The invention relates to a process for the preparation of carboxylic acids which tf, (w-1) -dihydroxy acid contained as a main component, from α-olefins having 12 to 18 carbon atoms using a microorganism.

Carboxylic acids, which "v> (v) -1) -» Dihydroxy car bonsäure " contain, mean in this case carboxylic acids, which are expressed by the following 5 formulas:

O3OOU / O710

HOOC (CH ₂ ) _n _ ₅ 0H (OH) CH ₂ OH (1)

HOOC (CH ₂ ) _n _ ₂ C00H (2)

H00C (CH ₂ ) _n _ ₅ CH (OH) COOH (3)

HOOC (CH ₂ ) _n _ ₂ CH ₂ 0H (4)

HOOC (CH ₂ ) _n _ ₅ CH (OH) CH ₂ OCH ₅ (5)

Note: η in the above formulas means the number of carbon atoms from 12 to 18.

Of the carboxylic acids expressed by the above formulas (1) to (5), the carboxylic acid is used in the present invention (1) with w, w-1-dihydroxycarboxylic acid as a main ingredient is generated, but the generation of at least one or more of the compounds (2) to (5) is also included.

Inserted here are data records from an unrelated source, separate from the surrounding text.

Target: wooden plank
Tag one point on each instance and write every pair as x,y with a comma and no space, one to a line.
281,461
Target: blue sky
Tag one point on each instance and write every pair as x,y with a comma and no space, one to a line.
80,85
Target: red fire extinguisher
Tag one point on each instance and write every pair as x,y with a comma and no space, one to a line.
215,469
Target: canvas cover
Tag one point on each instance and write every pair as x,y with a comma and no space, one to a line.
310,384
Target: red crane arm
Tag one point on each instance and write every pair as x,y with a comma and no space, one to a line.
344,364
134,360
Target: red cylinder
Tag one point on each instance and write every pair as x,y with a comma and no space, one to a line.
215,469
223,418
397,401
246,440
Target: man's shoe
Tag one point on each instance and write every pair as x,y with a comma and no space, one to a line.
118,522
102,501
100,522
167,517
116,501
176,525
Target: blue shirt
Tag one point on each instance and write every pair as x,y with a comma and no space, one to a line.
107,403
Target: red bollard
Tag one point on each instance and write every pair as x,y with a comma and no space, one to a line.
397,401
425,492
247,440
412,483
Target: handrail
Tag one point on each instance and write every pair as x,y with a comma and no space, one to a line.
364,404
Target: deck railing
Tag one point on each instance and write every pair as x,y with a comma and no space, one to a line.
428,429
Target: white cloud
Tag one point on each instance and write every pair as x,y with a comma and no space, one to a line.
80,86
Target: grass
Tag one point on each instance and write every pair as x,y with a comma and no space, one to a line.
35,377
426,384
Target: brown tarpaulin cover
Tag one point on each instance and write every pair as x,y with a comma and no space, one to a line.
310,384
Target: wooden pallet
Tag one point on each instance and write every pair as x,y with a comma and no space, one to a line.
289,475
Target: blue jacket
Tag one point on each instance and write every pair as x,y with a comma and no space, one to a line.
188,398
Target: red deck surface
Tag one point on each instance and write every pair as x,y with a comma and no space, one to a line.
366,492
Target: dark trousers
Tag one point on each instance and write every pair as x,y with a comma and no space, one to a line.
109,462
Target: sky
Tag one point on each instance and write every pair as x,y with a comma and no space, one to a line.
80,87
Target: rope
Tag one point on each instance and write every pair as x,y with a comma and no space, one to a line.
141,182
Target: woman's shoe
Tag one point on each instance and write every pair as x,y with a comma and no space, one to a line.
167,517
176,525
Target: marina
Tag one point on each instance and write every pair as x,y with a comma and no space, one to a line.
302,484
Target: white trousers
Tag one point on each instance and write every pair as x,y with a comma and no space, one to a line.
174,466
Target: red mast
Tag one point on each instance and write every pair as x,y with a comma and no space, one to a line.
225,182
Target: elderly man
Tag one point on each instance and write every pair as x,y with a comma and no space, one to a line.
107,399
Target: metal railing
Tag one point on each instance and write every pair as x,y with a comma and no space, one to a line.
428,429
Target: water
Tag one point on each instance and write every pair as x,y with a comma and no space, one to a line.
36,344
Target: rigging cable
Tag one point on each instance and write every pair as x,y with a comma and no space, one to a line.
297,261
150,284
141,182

So far, several reports have been published on the preparation of various compounds from jt-olefins as substrates; For example, Japanese Patent Publication 38-15608 describes the production of! »! carboxylic acid from the corresponding ot-olefin, and Japanese Patent Kokai 51-5139o describes the production of«.-Hydroxycarboxylic acid. J.Bruyn, etc. also report the preparation of 1,2-hexadecenediol from 1-hexadecene (J.Bruyn Koninkl. Ned. Akad. Watenschap Proc. Ser., 5.7c 41 (1954); JE Stewart, WR Pinnerty, RE Kallia and DP Stevenson, Science, 132 1251 (196o); T. Ishikawa and JW posters, Nature, 192 892 (1961)).

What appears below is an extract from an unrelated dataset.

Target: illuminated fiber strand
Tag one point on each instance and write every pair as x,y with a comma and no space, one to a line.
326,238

However, with the exception of dicarboxylic acid, one does not find in these reports the production of any substance which has a functional group such as carboxyl group or hydroxyl group at each end of the chain.

O300U / O71I

ORIGINAL

In general, intramolecular condensation and intermolecular condensation tend to be long-chain Hydrocarbons having a carboxyl group or carboxyl groups at one end or the ends of the Chains, and a hydroxyl group or groups at one end, at the ends or near the ends own. In particular, long chain hydrocarbons are those that have methylene groups in their carbon chains own promising raw materials of polymers, drugs, anti-corrosion agents and Perfumes, and in particular the carboxylic acid derived from 15-hydroxypentadecane is useful as a raw material for the synthesis of large cyclic lactone, which is an expensive perfume.

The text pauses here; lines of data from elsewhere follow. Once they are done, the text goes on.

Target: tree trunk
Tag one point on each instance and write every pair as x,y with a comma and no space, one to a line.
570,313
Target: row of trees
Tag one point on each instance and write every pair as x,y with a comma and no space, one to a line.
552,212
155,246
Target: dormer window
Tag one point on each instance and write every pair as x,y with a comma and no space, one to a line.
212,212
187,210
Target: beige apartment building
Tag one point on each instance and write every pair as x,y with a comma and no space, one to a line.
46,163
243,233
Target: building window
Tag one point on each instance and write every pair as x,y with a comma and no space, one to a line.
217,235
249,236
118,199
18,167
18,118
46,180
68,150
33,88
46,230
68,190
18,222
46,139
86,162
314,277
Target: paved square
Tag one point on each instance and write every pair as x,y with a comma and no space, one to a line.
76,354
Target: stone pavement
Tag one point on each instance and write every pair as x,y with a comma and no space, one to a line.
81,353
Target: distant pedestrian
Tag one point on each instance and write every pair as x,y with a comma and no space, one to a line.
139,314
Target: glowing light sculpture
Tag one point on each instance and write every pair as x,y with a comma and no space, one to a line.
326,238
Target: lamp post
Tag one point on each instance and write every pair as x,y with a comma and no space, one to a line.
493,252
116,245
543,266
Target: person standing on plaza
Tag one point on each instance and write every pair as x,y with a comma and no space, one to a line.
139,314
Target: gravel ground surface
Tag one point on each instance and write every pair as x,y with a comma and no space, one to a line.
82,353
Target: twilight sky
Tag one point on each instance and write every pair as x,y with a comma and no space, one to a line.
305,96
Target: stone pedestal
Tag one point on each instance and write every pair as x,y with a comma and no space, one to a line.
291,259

It has now surprisingly been found that when a microorganism of Candida genus which produces a v), (\) -1) -dihydroxycarboxylic acid is cultivated in a medium containing α-01efine having 12 to 18 carbon atoms as a substrate, or when cells are allowed to react Microorganism which has previously been cultured on these ct-olefins in a medium, this microorganism produces corresponding carboxylic acids which have v), $ J-1) -dihydroxycarboxylic acids as a main component.

The aim of the invention is therefore to create a process for the preparation of carboxylic acids which have w, - (vJ-1) -dihydroxy carboxylic acid as a haptic component, from cx-olefins having 12 to 18 carbon atoms using a microorganism from Candida genus.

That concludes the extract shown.